Teach Us To Pray – Study #8: Frail Children of Dust


Jesus taught his disciples to pray. But there’s a very real sense in which the psalms taught Jesus to pray. In this series, we’re going to sit with Jesus at the feet of the Bible’s lament psalms to see what they can teach us about prayer.

Why the laments? One of my students once observed that reading the laments made her feel like the Holy Spirit had been reading her diary. Generations of the faithful have testified to these psalms’ peculiar ability to help us express our most private and sometimes painful thoughts. Yet, the laments also teach us that, even when our prayers are full of anger or anguish, they are still “praise in a minor key.”

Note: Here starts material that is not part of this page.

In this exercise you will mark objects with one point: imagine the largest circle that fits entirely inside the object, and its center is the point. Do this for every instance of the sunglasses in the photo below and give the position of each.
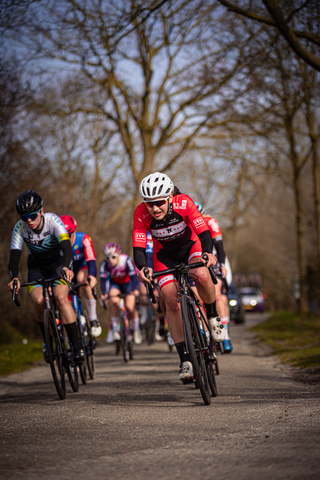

Study #8: Frail Children of Dust

Read: Psalm 90:1-6

You turn us back to dust…. (v.3, NRSV)

Shortly before his death, I paid a visit to my teacher, Richard Oudersluys. When I entered his hospice room I was struck by the small sign on the foot of his bed. “Richard” it said simply. There was a little red heart-shaped sticker beside his name. The simplicity of that sign caught at my heart, but I didn’t fully appreciate why until we’d finished reading Psalm 90 together.

“You turn us back to dust,” the psalm says, alluding to the creation of Adam and to the fact that all mortals return to the ground from which we were formed. Somehow, reading this psalm at my teacher’s bedside helped me to hear it in a fresh way. It was all summed up in that sign at the end of his bed. Here was a great man—a man who had taught generations of fledgling ministers how to read and interpret the New Testament. And yet, at the end of his life, the sign did not say: “The Rev. Dr. Richard C. Oudersluys,” but simply “Richard.” At the end, we go to our God carrying nothing but our Christian names—and the promise that God in Christ will welcome us home.

Perhaps that is what the heart sticker was all about.


Frail children of dust, and feeble as frail,

In Thee do we trust, nor find Thee to fail.

Thy mercies how tender, how firm to the end.

Our maker, defender, redeemer, and friend.